A former Metro Transit employee's improper searches of driver's license records has led the agency to restrict the number of supervisors who have access to the database.
An investigation by the regional transit agency found that Richard P. Johnson, a former supervisor, snooped on ex-girlfriends, fellow transit employees, media and sports personalities. Metro Transit officials say the veteran employee, who resigned last month, searched the records of about 1,300 people.
The allegations -- the latest example of a government employee abusing his access to personal data -- were met with a "here-we-go-again" response from Chuck Samuelson, executive director of the ACLU of Minnesota. He said such actions erode the public trust.
"I've lost count how many times this has happened," Samuelson said. "Well, there are five of these that we've heard about, there must be way more. Or maybe there's more but not way more. Or maybe there aren't any more. And we don't know because it's all done in secret. So we start distrusting law enforcement, we distrust building inspectors, and all sorts of government entities."
Even if Johnson didn't mean to harm anyone, his actions harmed everyone, Samuelson said, because every time such actions are revealed, the public is left to wonder just how far the scope is.
Johnson's activities came to light earlier this year, when Metro Transit performed an audit of all of its employees who have access to the state's Driver and Vehicle Services records.
It discovered just one instance of abuse.
Johnson, who monitored bus operations from the transit control center in Minneapolis, improperly searched more than 7,000 records, according to Metro Transit documents. The 22-year veteran of the agency told transit officials he did it out of boredom and "innocent" curiosity.
Metro Transit police are coordinating with other law-enforcement agencies to consider possible criminal charges against Johnson.

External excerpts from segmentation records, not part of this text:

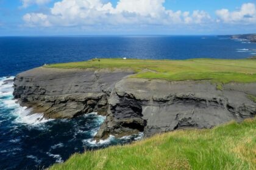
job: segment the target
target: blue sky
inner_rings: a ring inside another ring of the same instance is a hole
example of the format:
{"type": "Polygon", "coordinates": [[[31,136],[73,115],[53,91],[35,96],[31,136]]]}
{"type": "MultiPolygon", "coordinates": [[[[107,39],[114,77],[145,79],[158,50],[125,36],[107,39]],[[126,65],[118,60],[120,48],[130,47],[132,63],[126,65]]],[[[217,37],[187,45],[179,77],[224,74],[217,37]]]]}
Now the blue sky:
{"type": "Polygon", "coordinates": [[[0,36],[256,33],[256,0],[0,0],[0,36]]]}

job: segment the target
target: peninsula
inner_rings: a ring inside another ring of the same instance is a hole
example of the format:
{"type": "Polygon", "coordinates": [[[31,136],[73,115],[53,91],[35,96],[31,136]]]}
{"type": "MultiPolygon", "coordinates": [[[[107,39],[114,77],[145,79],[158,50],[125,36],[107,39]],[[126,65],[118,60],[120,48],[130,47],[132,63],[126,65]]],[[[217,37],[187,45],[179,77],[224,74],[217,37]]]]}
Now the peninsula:
{"type": "Polygon", "coordinates": [[[256,34],[239,34],[231,36],[232,39],[243,39],[251,42],[256,42],[256,34]]]}
{"type": "Polygon", "coordinates": [[[14,97],[48,118],[97,112],[96,139],[211,128],[256,114],[256,60],[94,59],[18,74],[14,97]]]}

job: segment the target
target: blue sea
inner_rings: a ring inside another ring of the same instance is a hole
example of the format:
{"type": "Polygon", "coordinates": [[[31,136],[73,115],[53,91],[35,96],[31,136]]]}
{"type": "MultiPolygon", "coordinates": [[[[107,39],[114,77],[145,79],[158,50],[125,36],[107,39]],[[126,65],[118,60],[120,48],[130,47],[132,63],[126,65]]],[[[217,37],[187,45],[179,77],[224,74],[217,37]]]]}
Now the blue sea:
{"type": "Polygon", "coordinates": [[[138,135],[96,143],[105,117],[91,113],[73,120],[41,120],[13,99],[12,80],[44,64],[93,58],[238,59],[256,56],[256,44],[217,36],[0,37],[0,169],[41,169],[75,152],[125,144],[138,135]]]}

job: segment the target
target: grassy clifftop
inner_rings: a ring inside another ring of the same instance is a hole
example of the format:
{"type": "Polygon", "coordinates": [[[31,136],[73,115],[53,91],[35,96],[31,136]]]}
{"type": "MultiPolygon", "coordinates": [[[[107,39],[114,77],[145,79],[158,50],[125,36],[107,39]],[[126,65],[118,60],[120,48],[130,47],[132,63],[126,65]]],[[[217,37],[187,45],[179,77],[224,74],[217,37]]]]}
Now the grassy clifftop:
{"type": "Polygon", "coordinates": [[[180,130],[76,154],[50,169],[256,169],[255,131],[255,119],[212,129],[180,130]]]}
{"type": "Polygon", "coordinates": [[[45,66],[52,68],[129,68],[133,76],[171,81],[210,80],[214,83],[256,82],[256,59],[151,60],[100,59],[45,66]]]}

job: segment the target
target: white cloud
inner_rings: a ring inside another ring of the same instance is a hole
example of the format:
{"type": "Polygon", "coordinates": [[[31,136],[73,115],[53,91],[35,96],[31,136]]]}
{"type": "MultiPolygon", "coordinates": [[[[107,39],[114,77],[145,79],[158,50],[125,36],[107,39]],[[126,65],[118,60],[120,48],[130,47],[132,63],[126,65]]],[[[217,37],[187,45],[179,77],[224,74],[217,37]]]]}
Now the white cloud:
{"type": "Polygon", "coordinates": [[[27,13],[23,16],[23,20],[29,23],[29,26],[49,27],[51,24],[48,21],[48,16],[41,13],[27,13]]]}
{"type": "Polygon", "coordinates": [[[26,8],[31,5],[43,5],[49,2],[51,0],[21,0],[23,8],[26,8]]]}
{"type": "Polygon", "coordinates": [[[190,14],[166,10],[165,1],[119,0],[113,7],[101,0],[62,0],[54,4],[49,13],[27,13],[23,20],[29,25],[39,26],[200,24],[211,20],[204,11],[190,14]]]}
{"type": "Polygon", "coordinates": [[[256,7],[254,4],[247,3],[241,5],[236,11],[230,12],[228,9],[216,11],[218,17],[217,21],[229,24],[256,24],[256,7]]]}

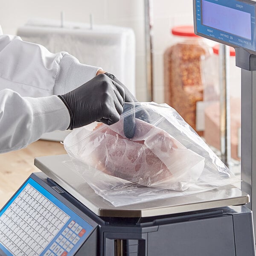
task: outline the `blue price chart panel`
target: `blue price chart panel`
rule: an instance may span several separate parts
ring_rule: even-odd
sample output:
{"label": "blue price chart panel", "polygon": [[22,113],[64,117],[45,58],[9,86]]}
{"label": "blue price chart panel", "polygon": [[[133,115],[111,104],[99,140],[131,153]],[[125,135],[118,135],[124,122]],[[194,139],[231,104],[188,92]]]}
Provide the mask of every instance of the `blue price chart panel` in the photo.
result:
{"label": "blue price chart panel", "polygon": [[73,255],[92,229],[30,178],[0,212],[0,254]]}

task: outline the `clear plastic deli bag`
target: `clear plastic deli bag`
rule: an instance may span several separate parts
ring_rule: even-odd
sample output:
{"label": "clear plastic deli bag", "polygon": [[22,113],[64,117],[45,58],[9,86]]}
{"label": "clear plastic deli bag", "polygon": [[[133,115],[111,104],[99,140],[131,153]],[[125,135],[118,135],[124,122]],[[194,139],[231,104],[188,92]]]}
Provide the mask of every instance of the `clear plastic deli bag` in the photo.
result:
{"label": "clear plastic deli bag", "polygon": [[[134,131],[135,124],[131,139],[125,135],[124,123],[125,131]],[[115,206],[190,195],[239,181],[166,104],[125,103],[119,121],[76,129],[67,137],[64,146],[77,173]]]}

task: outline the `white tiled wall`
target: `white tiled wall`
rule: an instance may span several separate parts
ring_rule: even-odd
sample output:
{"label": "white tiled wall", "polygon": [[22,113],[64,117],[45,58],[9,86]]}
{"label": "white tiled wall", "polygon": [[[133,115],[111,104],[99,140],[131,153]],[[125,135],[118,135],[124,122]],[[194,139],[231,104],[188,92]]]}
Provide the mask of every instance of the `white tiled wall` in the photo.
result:
{"label": "white tiled wall", "polygon": [[[163,102],[163,54],[173,41],[170,28],[192,23],[192,0],[153,0],[154,99]],[[29,19],[58,19],[61,11],[67,20],[88,23],[92,13],[94,22],[131,27],[136,37],[136,93],[147,100],[144,29],[144,0],[0,0],[0,24],[4,33],[15,34]]]}

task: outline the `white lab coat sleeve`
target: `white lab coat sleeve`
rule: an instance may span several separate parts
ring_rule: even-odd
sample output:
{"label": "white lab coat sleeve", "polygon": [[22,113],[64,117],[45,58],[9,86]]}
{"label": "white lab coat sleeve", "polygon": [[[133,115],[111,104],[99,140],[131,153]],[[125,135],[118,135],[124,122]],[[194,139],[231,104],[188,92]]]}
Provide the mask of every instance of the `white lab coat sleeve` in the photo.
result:
{"label": "white lab coat sleeve", "polygon": [[52,53],[19,37],[0,35],[0,90],[29,97],[63,94],[92,79],[99,69],[81,64],[67,52]]}
{"label": "white lab coat sleeve", "polygon": [[0,153],[67,129],[68,111],[55,95],[86,82],[99,69],[67,52],[51,53],[19,37],[0,35]]}
{"label": "white lab coat sleeve", "polygon": [[0,153],[26,147],[43,133],[67,129],[68,111],[55,95],[21,97],[10,89],[0,91]]}

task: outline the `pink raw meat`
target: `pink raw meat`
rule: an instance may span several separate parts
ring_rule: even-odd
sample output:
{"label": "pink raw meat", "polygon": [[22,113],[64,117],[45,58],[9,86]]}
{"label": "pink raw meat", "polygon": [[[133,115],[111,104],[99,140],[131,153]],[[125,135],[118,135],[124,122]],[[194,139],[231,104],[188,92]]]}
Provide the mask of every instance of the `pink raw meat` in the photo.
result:
{"label": "pink raw meat", "polygon": [[[163,182],[164,188],[177,190],[183,190],[180,181],[185,184],[192,179],[190,175],[185,178],[183,175],[198,162],[204,163],[203,157],[168,133],[139,119],[136,120],[134,137],[128,139],[123,134],[123,123],[120,120],[110,126],[98,125],[87,142],[94,149],[82,160],[105,173],[132,183],[161,187]],[[196,179],[202,171],[199,168],[193,171],[197,173]],[[177,183],[178,185],[173,186]]]}

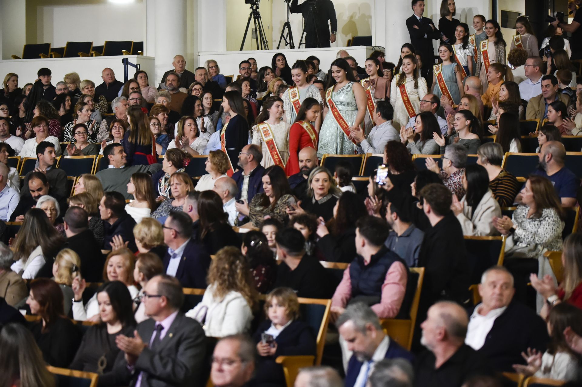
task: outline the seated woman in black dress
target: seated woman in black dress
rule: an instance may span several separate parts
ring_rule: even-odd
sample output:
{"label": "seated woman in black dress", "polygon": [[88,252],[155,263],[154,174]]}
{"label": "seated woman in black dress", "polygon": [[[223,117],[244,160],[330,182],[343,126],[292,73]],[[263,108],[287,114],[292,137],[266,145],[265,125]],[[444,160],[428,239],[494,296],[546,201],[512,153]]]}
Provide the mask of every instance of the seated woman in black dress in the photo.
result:
{"label": "seated woman in black dress", "polygon": [[41,320],[30,326],[45,361],[53,367],[69,366],[81,342],[81,332],[63,314],[63,292],[56,282],[38,278],[30,284],[26,303]]}
{"label": "seated woman in black dress", "polygon": [[198,197],[198,231],[196,240],[206,246],[209,254],[225,246],[240,246],[240,241],[228,223],[222,200],[214,191],[203,191]]}
{"label": "seated woman in black dress", "polygon": [[277,356],[315,356],[315,335],[311,327],[297,320],[299,302],[289,288],[277,288],[267,296],[265,314],[268,318],[258,327],[253,339],[257,343],[257,385],[285,385],[283,367]]}
{"label": "seated woman in black dress", "polygon": [[127,155],[127,166],[157,163],[155,139],[146,113],[134,105],[127,108],[127,114],[129,128],[123,136],[123,150]]}
{"label": "seated woman in black dress", "polygon": [[115,338],[118,335],[133,336],[136,328],[132,296],[125,284],[113,281],[99,287],[97,302],[101,322],[87,329],[69,368],[97,372],[100,384],[112,385],[107,380],[115,377],[109,372],[120,351]]}

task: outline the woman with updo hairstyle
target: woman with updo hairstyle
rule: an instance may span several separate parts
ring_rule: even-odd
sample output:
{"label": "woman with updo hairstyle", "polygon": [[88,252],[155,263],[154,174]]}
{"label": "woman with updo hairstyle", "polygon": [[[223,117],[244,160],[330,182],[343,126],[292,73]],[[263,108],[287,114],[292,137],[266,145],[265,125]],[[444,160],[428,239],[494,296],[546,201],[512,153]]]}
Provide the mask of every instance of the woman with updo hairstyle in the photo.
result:
{"label": "woman with updo hairstyle", "polygon": [[136,329],[132,296],[119,281],[105,282],[96,292],[101,322],[88,327],[68,368],[99,374],[102,385],[115,384],[119,375],[112,372],[121,352],[115,344],[119,335],[131,337]]}
{"label": "woman with updo hairstyle", "polygon": [[[317,90],[317,88],[315,89]],[[257,117],[257,124],[251,129],[253,132],[252,144],[257,145],[262,150],[261,165],[265,168],[272,165],[285,168],[289,158],[289,139],[291,126],[289,121],[286,122],[281,119],[284,105],[283,99],[277,96],[268,97],[263,102],[262,110]],[[264,131],[269,132],[274,140],[278,158],[280,156],[280,159],[276,161],[271,155],[270,143],[265,141]]]}
{"label": "woman with updo hairstyle", "polygon": [[275,284],[277,263],[273,258],[267,236],[260,231],[249,231],[243,237],[240,249],[250,268],[257,291],[268,293]]}
{"label": "woman with updo hairstyle", "polygon": [[82,335],[63,311],[63,293],[56,282],[38,278],[30,284],[26,303],[30,313],[40,316],[29,328],[49,365],[66,368],[74,357]]}
{"label": "woman with updo hairstyle", "polygon": [[74,293],[71,285],[73,280],[81,276],[81,259],[77,253],[70,249],[63,249],[55,258],[52,264],[52,280],[59,285],[63,292],[63,310],[68,316]]}
{"label": "woman with updo hairstyle", "polygon": [[198,230],[196,240],[211,255],[226,246],[239,246],[240,240],[228,223],[222,200],[214,191],[203,191],[198,197]]}
{"label": "woman with updo hairstyle", "polygon": [[239,248],[226,247],[217,253],[207,282],[202,301],[186,317],[200,322],[207,337],[248,333],[257,295],[250,268]]}
{"label": "woman with updo hairstyle", "polygon": [[321,94],[317,87],[307,83],[307,66],[304,60],[297,60],[291,68],[292,87],[283,94],[283,108],[285,109],[284,120],[289,124],[295,121],[299,113],[301,104],[306,98],[314,98],[322,103]]}

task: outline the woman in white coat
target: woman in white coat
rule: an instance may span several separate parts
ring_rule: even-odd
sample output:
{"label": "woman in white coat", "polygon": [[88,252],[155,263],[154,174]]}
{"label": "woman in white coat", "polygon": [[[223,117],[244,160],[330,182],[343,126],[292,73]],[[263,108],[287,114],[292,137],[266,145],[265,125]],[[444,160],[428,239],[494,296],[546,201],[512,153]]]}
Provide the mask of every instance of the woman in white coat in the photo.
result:
{"label": "woman in white coat", "polygon": [[240,250],[227,246],[218,250],[207,282],[202,301],[186,316],[198,320],[207,337],[249,333],[257,291]]}
{"label": "woman in white coat", "polygon": [[467,166],[463,186],[467,193],[460,202],[453,195],[450,207],[461,224],[463,235],[498,235],[492,220],[501,216],[501,207],[489,188],[487,170],[480,165]]}

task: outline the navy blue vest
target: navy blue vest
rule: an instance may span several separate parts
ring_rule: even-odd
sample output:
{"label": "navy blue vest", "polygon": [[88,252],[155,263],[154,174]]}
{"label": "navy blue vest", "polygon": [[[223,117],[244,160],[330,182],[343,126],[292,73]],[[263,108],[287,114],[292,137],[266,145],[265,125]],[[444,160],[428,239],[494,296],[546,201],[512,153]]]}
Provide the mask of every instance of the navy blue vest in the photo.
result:
{"label": "navy blue vest", "polygon": [[406,263],[398,255],[383,246],[372,256],[370,263],[364,264],[364,259],[357,256],[350,265],[350,282],[352,283],[352,297],[382,295],[382,285],[386,273],[395,262],[400,262],[408,270]]}

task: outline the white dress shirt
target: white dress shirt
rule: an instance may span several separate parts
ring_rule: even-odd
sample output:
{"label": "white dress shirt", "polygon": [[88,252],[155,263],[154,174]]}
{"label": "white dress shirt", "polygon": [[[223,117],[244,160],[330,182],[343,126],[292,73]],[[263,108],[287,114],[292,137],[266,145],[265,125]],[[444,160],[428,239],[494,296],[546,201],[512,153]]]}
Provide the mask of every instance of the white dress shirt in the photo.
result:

The Metro Transit case is being revealed as state lawmakers are working on bills aimed at toughening penalties for data breaches.
"Part of what they're hearing is a lot of testimony from state and local government that everybody's working real hard to fix this," said Don Gemberling, who oversaw government data-privacy issues for the state from 1973 to 2004. "There is some evidence that there has been less, but clearly the latest incident and some other things I've heard about illustrate that the problem continues."
One recent case involved a Department of Natural Resources employee who was accused of inappropriately looking up driver's license records about 19,000 times. Among other things, the records include photos, addresses, height and weight. Gemberling, who has offered his expertise to legislators, said he's clued into a pattern:
"Much of this breach stuff is focused on people looking up women," he said. "And frankly, the prettier, the better. And it's like, 'Wait a minute.'"
In the Metro Transit case, the investigation into Johnson fails to mention whether he was targeting either sex. Besides public figures and former girlfriends and their spouses, Johnson looked up records of relatives and fellow transit employees. He told agency officials the snooping didn't affect his job and took place during idle time from 2011 to 2013.
Metro Transit spokesman John Siqveland said agency officials jumped on the case as soon as they learned what the audit had uncovered in February.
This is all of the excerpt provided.